This is news from CNN. Why did the speaker preferred to use would instead of simple past of verb stand up, stood up. Is there any specific reason ? Would the meaning of the sentence change if I said " stood up".

While reloading his handgun, the man ordered the students to stand up and asked whether they were Christians, Boylan told her family.

"And they would stand up, and he said, 'Good, you're going to see God in just about one second,' " Stacy Boylan told CNN, relaying his daughter's account. "And then he shot and killed them."

2 Answers 2


A fuller account is

“[He started] asking people one by one what their religion was. ‘Are you a Christian?’ he would ask them, and if you’re a Christian stand up. And they would stand up and he said, ‘Good, because you’re a Christian, you are going to see God in just about one second.’ And then he shot and killed them,” Stacy Boylen, whose daughter was wounded at Umpqua Community College in Roseburg, Ore., told CNN...
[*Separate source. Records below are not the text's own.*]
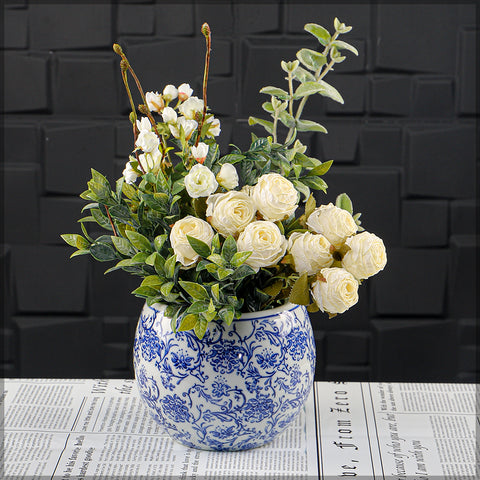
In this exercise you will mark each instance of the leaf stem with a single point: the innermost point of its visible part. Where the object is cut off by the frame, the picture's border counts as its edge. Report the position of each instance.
(208, 40)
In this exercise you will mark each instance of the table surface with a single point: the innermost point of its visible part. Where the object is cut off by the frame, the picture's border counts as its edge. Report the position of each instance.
(96, 427)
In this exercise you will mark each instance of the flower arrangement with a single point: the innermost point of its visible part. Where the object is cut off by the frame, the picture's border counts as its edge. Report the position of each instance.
(213, 236)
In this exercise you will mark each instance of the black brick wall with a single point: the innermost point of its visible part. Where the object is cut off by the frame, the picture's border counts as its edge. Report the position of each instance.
(403, 144)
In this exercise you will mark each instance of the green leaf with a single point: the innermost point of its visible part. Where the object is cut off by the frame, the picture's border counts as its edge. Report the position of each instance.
(229, 248)
(201, 327)
(123, 246)
(268, 126)
(231, 158)
(166, 288)
(303, 75)
(299, 293)
(144, 292)
(345, 46)
(316, 183)
(276, 92)
(239, 258)
(309, 126)
(302, 188)
(152, 281)
(217, 259)
(311, 59)
(103, 252)
(75, 240)
(169, 267)
(330, 92)
(188, 322)
(310, 206)
(138, 241)
(318, 31)
(195, 290)
(343, 201)
(227, 314)
(321, 169)
(216, 292)
(198, 246)
(198, 307)
(80, 252)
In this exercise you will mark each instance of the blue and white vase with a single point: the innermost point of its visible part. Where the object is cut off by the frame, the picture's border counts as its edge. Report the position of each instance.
(235, 389)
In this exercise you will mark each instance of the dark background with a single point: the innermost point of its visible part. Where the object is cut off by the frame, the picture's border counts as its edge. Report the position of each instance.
(403, 144)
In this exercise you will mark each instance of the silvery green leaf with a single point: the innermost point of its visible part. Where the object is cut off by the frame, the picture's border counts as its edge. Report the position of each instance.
(318, 31)
(308, 88)
(330, 92)
(286, 119)
(276, 92)
(345, 46)
(268, 126)
(343, 201)
(311, 59)
(309, 126)
(303, 75)
(268, 107)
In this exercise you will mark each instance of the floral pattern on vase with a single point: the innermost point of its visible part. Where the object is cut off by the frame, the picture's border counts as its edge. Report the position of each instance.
(237, 388)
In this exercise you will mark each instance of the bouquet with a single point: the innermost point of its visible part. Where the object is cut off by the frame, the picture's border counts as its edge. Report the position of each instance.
(212, 235)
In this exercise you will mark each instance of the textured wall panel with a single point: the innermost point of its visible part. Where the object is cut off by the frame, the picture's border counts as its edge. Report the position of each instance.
(403, 145)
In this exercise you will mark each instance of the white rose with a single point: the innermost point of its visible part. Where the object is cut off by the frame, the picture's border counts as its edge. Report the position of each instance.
(184, 91)
(144, 124)
(230, 212)
(150, 161)
(366, 257)
(147, 141)
(227, 177)
(169, 115)
(200, 152)
(170, 93)
(333, 222)
(200, 181)
(188, 126)
(214, 128)
(193, 227)
(275, 197)
(266, 243)
(154, 101)
(129, 173)
(337, 293)
(310, 252)
(190, 107)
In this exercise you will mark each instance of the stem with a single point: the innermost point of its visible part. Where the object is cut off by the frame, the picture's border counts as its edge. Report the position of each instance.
(290, 89)
(111, 222)
(318, 76)
(208, 40)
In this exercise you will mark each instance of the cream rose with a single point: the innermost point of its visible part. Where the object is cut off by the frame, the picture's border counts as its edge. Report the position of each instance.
(229, 213)
(366, 257)
(275, 197)
(334, 223)
(200, 181)
(147, 141)
(227, 177)
(193, 227)
(337, 293)
(265, 241)
(310, 252)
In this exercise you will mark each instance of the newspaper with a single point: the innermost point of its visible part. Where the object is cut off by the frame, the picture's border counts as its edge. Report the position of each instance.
(89, 429)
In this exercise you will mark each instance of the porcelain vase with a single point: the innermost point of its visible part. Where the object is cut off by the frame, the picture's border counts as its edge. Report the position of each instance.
(237, 388)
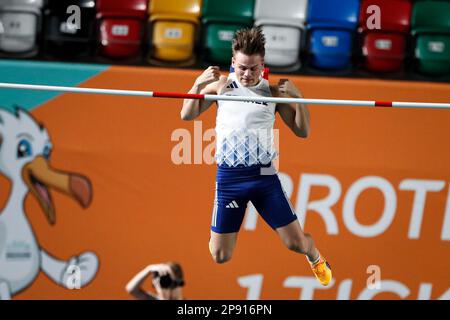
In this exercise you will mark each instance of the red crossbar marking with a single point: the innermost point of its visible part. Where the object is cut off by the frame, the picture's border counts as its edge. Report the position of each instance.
(383, 104)
(178, 95)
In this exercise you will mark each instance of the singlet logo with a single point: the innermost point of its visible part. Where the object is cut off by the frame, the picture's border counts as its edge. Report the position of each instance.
(232, 85)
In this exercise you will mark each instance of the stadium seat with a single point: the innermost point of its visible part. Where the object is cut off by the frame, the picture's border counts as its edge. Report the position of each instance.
(384, 49)
(283, 26)
(220, 22)
(121, 27)
(21, 24)
(432, 36)
(331, 27)
(174, 30)
(62, 38)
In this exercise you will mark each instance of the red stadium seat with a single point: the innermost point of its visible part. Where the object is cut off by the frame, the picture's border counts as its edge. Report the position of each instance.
(384, 49)
(122, 25)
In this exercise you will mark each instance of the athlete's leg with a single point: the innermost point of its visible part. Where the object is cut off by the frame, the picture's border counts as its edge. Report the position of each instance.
(275, 208)
(296, 240)
(221, 246)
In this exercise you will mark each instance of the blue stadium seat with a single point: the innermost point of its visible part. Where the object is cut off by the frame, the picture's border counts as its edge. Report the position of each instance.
(283, 26)
(332, 26)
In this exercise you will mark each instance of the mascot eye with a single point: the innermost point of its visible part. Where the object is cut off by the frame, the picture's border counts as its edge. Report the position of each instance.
(24, 149)
(47, 152)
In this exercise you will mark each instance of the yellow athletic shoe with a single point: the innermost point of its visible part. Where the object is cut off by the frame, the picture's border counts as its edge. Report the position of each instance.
(322, 271)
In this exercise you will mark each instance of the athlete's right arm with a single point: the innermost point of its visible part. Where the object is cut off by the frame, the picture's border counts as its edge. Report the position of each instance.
(206, 83)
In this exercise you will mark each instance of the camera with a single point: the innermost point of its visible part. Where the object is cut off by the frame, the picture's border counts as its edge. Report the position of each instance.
(166, 281)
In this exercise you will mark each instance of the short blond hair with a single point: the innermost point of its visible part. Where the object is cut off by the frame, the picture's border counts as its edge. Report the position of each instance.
(249, 41)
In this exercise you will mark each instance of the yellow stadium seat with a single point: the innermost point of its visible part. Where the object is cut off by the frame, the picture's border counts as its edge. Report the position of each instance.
(174, 30)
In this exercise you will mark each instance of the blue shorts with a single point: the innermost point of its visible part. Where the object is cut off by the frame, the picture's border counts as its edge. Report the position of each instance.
(236, 186)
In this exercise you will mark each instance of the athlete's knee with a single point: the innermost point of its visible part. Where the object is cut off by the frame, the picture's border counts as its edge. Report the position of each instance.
(221, 255)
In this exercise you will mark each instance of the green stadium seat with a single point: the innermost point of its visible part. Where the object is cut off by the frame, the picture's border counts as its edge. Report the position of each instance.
(220, 21)
(431, 29)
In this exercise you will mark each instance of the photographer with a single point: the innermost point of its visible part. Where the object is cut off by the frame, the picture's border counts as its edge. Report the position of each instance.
(167, 279)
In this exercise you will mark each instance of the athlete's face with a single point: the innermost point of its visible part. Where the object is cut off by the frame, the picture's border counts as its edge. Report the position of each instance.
(248, 69)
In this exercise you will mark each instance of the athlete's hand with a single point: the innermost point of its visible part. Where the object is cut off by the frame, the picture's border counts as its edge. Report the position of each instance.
(162, 269)
(288, 89)
(208, 76)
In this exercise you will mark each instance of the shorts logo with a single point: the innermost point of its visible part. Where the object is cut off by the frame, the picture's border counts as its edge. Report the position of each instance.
(233, 204)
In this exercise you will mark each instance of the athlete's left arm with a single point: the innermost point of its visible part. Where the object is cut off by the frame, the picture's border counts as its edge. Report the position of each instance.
(295, 115)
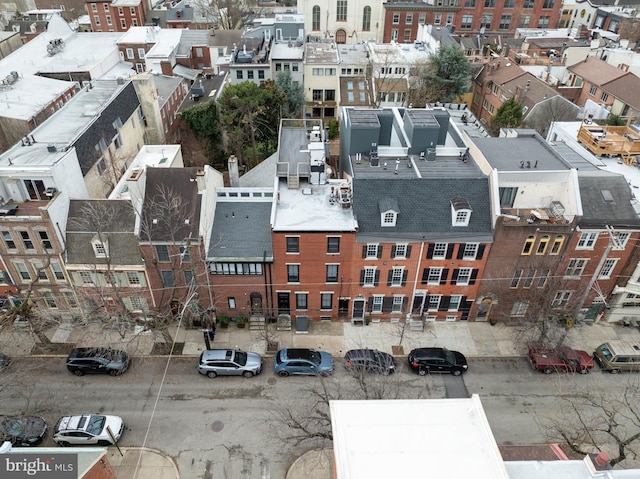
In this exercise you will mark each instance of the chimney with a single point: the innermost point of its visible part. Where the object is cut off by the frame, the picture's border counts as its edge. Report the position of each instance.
(166, 68)
(232, 166)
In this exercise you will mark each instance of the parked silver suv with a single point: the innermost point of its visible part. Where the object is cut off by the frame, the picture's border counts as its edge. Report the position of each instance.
(229, 362)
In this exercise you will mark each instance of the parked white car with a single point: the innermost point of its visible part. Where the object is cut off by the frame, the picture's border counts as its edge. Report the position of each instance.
(90, 429)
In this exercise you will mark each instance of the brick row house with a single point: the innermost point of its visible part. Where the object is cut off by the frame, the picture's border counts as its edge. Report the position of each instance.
(424, 226)
(402, 18)
(116, 15)
(103, 258)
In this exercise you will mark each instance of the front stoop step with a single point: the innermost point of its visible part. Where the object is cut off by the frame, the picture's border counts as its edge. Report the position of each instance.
(257, 323)
(416, 325)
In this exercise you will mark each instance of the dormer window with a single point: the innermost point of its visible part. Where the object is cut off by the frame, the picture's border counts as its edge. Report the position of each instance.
(388, 212)
(100, 248)
(460, 212)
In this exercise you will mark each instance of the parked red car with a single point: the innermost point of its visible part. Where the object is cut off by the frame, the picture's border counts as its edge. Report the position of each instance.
(561, 359)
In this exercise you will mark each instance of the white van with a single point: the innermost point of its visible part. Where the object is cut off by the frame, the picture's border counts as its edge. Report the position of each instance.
(616, 356)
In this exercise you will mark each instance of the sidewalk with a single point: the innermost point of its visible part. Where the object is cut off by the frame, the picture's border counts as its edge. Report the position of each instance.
(141, 463)
(474, 339)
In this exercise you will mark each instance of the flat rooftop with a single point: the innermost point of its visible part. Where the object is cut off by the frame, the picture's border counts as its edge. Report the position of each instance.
(63, 127)
(27, 96)
(321, 53)
(311, 208)
(412, 166)
(448, 438)
(355, 54)
(82, 51)
(524, 152)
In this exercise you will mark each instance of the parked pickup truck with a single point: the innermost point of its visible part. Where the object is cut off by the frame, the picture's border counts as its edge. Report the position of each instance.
(563, 359)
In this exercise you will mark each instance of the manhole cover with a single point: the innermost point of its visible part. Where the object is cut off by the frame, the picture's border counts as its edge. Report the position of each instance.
(217, 426)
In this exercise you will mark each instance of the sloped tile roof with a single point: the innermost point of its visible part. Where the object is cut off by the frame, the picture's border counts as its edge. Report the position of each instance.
(114, 220)
(596, 71)
(241, 232)
(424, 205)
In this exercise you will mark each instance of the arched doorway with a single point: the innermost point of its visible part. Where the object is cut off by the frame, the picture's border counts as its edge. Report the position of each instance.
(256, 304)
(484, 309)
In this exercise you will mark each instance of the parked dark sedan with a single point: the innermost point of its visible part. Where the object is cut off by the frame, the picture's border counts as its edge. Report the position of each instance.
(437, 360)
(370, 360)
(23, 430)
(4, 361)
(98, 360)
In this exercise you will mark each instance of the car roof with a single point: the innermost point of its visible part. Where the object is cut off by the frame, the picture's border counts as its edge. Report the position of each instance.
(360, 354)
(298, 353)
(429, 352)
(92, 352)
(217, 354)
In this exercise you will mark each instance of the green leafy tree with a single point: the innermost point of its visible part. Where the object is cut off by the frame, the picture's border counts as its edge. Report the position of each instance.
(250, 115)
(203, 121)
(294, 92)
(447, 74)
(509, 115)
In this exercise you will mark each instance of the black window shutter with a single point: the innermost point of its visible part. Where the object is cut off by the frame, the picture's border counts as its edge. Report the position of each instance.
(387, 305)
(425, 276)
(444, 303)
(450, 250)
(430, 247)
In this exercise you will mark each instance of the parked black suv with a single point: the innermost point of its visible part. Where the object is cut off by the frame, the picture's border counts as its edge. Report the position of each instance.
(370, 360)
(437, 360)
(97, 360)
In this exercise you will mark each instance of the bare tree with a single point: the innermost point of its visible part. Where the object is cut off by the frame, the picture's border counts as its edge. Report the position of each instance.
(24, 307)
(592, 421)
(527, 296)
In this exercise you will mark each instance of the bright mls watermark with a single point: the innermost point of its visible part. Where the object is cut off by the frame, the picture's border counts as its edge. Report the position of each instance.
(49, 466)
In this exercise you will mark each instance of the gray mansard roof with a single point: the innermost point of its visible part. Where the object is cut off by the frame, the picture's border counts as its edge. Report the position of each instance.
(424, 206)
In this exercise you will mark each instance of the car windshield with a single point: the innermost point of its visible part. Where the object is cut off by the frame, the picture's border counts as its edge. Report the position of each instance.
(314, 357)
(604, 350)
(241, 358)
(451, 358)
(96, 423)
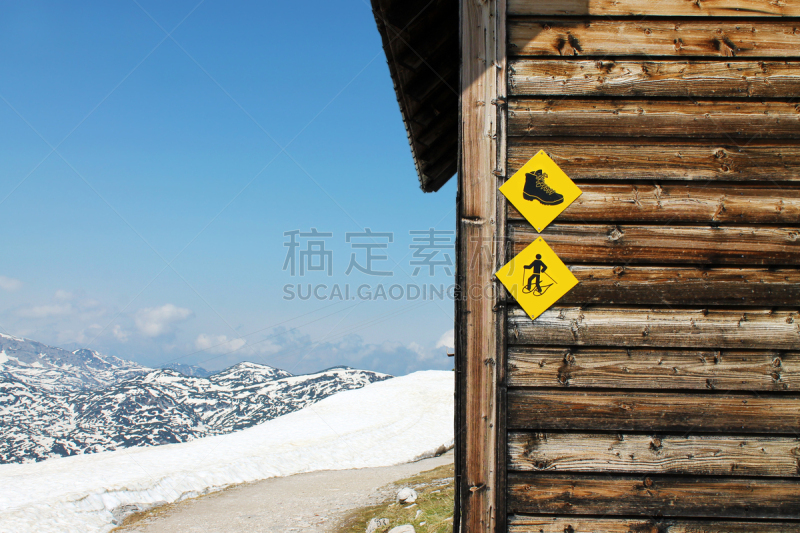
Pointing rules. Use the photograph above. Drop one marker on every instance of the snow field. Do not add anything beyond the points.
(384, 423)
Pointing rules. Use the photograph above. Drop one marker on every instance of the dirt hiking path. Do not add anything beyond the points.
(312, 502)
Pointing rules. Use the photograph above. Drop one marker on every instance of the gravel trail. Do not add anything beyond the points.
(312, 502)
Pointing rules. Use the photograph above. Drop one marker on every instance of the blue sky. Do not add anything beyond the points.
(155, 153)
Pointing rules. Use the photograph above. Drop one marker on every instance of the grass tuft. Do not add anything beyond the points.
(436, 493)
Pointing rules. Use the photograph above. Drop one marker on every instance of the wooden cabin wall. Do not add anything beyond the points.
(662, 394)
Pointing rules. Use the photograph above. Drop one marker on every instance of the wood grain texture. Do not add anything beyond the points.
(476, 327)
(661, 8)
(674, 203)
(725, 245)
(540, 366)
(657, 328)
(606, 495)
(703, 160)
(577, 524)
(650, 454)
(677, 285)
(654, 118)
(581, 410)
(653, 37)
(605, 77)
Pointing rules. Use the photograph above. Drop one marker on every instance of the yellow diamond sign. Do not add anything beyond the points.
(536, 278)
(540, 190)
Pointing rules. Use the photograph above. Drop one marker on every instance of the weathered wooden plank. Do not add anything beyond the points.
(662, 159)
(577, 524)
(654, 118)
(671, 203)
(581, 410)
(537, 366)
(657, 327)
(653, 37)
(673, 285)
(648, 454)
(606, 77)
(606, 495)
(725, 245)
(661, 8)
(476, 327)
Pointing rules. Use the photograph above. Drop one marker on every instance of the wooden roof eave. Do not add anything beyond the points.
(420, 40)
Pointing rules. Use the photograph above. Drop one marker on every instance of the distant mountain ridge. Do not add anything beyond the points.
(58, 370)
(58, 403)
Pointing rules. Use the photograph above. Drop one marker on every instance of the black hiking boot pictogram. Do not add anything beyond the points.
(536, 189)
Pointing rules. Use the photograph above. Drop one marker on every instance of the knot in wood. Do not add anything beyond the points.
(615, 234)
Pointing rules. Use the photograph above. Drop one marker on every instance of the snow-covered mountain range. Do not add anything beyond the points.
(58, 403)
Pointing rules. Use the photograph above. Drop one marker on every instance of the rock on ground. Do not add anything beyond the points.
(408, 528)
(375, 523)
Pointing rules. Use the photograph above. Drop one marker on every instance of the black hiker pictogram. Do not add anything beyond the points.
(539, 268)
(536, 189)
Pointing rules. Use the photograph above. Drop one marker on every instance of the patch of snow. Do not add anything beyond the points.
(353, 429)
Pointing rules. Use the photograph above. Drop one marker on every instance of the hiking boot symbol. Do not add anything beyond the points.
(536, 189)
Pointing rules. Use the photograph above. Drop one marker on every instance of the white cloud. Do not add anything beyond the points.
(120, 334)
(156, 321)
(217, 343)
(10, 284)
(46, 311)
(447, 340)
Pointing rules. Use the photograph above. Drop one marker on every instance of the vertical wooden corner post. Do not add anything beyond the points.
(480, 315)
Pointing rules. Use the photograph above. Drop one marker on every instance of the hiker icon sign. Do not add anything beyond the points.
(536, 278)
(540, 191)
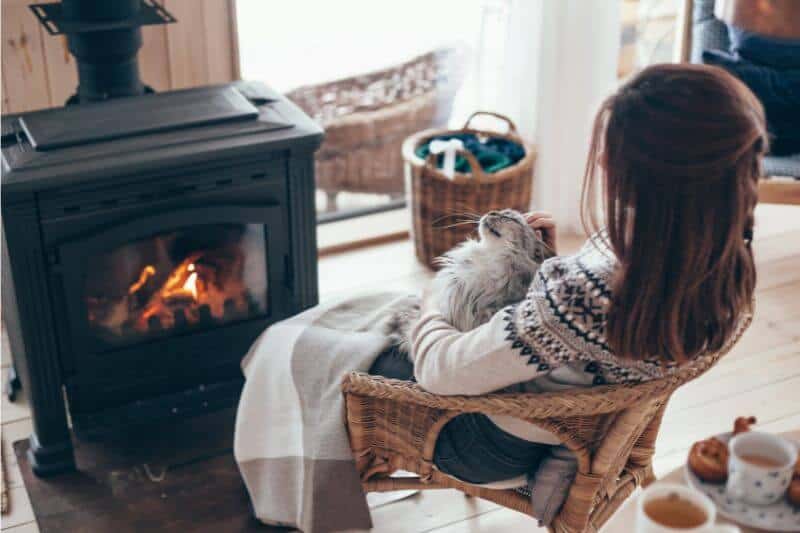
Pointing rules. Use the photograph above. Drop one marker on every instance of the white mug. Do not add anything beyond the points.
(645, 524)
(754, 484)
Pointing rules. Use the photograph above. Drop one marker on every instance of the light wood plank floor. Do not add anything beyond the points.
(760, 377)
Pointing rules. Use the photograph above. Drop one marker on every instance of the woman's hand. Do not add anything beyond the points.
(544, 224)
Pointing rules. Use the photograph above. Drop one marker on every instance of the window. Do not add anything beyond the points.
(373, 73)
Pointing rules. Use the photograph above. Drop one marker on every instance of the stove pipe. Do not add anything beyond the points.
(107, 63)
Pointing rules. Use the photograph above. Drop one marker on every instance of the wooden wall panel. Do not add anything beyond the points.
(61, 70)
(153, 58)
(4, 108)
(24, 67)
(199, 49)
(186, 41)
(218, 16)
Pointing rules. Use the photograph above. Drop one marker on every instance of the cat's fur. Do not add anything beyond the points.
(480, 276)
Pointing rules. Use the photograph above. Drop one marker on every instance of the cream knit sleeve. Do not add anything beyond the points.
(448, 361)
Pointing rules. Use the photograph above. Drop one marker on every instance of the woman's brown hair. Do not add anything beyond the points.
(677, 152)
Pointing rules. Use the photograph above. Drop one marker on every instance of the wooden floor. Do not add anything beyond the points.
(760, 377)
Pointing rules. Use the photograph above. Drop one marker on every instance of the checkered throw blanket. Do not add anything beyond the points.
(291, 440)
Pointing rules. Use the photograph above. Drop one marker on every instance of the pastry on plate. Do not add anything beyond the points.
(708, 459)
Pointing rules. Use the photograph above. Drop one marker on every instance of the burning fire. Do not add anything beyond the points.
(205, 286)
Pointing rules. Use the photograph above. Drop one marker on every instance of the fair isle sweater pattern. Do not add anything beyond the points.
(563, 319)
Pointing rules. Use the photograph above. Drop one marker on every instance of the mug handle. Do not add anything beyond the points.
(734, 485)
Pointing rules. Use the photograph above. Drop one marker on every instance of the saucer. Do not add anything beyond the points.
(779, 516)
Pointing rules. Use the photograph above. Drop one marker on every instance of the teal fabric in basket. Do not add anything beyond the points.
(494, 154)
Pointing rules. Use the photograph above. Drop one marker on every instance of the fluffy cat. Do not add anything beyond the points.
(480, 276)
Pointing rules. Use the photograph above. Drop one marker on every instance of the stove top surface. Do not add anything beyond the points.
(42, 149)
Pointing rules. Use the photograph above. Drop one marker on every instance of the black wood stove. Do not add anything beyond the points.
(147, 238)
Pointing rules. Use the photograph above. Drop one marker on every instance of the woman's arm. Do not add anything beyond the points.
(483, 360)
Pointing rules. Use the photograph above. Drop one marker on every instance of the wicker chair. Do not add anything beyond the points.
(393, 425)
(366, 118)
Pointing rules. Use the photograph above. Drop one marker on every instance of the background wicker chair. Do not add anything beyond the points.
(393, 425)
(367, 117)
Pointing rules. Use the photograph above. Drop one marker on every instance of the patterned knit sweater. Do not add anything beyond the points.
(553, 340)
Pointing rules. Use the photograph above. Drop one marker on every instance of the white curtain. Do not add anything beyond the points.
(561, 61)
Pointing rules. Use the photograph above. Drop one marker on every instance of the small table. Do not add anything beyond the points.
(622, 520)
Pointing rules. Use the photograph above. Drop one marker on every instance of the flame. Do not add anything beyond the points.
(148, 272)
(191, 282)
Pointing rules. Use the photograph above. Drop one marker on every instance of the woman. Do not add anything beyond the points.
(670, 279)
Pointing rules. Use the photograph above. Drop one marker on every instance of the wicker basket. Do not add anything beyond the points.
(367, 117)
(438, 202)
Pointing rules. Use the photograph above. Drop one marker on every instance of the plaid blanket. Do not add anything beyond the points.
(291, 442)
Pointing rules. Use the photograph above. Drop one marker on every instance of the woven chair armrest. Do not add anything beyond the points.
(529, 406)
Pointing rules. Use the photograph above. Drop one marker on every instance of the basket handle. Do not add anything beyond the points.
(477, 170)
(511, 126)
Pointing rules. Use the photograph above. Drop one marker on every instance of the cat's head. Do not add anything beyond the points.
(508, 229)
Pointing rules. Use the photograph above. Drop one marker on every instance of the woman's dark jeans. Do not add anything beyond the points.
(470, 447)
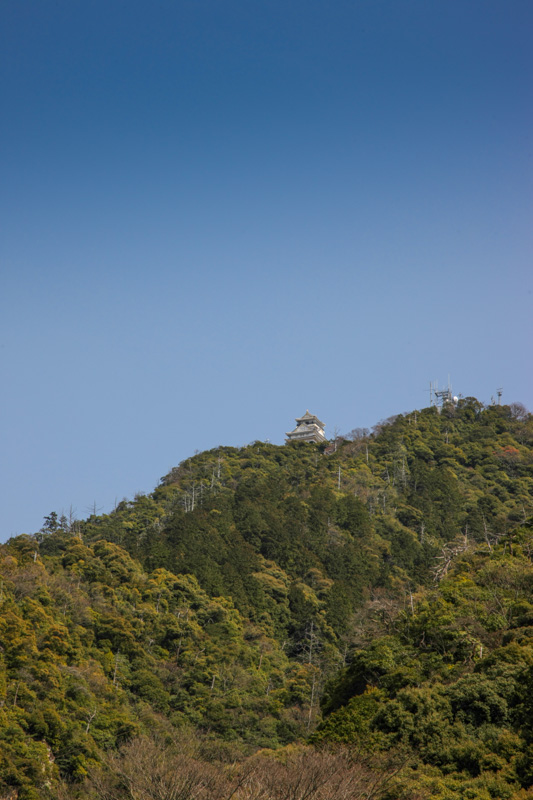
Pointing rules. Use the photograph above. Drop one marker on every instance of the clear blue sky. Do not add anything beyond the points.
(215, 215)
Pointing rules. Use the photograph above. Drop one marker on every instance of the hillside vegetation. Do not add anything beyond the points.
(285, 622)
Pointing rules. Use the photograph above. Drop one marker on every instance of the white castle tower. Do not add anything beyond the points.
(308, 429)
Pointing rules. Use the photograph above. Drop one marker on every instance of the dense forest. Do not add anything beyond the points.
(350, 620)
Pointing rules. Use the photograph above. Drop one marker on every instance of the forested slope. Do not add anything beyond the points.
(375, 595)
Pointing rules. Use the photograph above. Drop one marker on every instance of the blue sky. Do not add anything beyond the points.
(216, 215)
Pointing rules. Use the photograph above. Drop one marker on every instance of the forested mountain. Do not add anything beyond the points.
(343, 621)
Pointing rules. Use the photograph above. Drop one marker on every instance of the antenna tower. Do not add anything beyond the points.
(440, 397)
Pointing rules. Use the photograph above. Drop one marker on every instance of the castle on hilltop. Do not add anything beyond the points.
(308, 429)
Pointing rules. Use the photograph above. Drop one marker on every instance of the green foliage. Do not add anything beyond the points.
(377, 597)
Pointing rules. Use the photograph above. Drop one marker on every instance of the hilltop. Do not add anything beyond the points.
(373, 594)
See the text and video on this site

So the would describes repeated action.


This serves as a literary device putting readers in a specific space and time as if the readers have gone back in time to experience the moment.

For example,

"When John was young, he would stare at the tree every morning."

Our perspective go back in time to when John was young, and see things at the writer's angle, that "stare at the tree" used to repeat every morning in the past.

However this usage is usual when "would" indicates a repeat of actions. If in the news above, students stood up, got asked and killed one after one, the sentence is fine. If not, the "would" is weird and "stood up" should be adopted.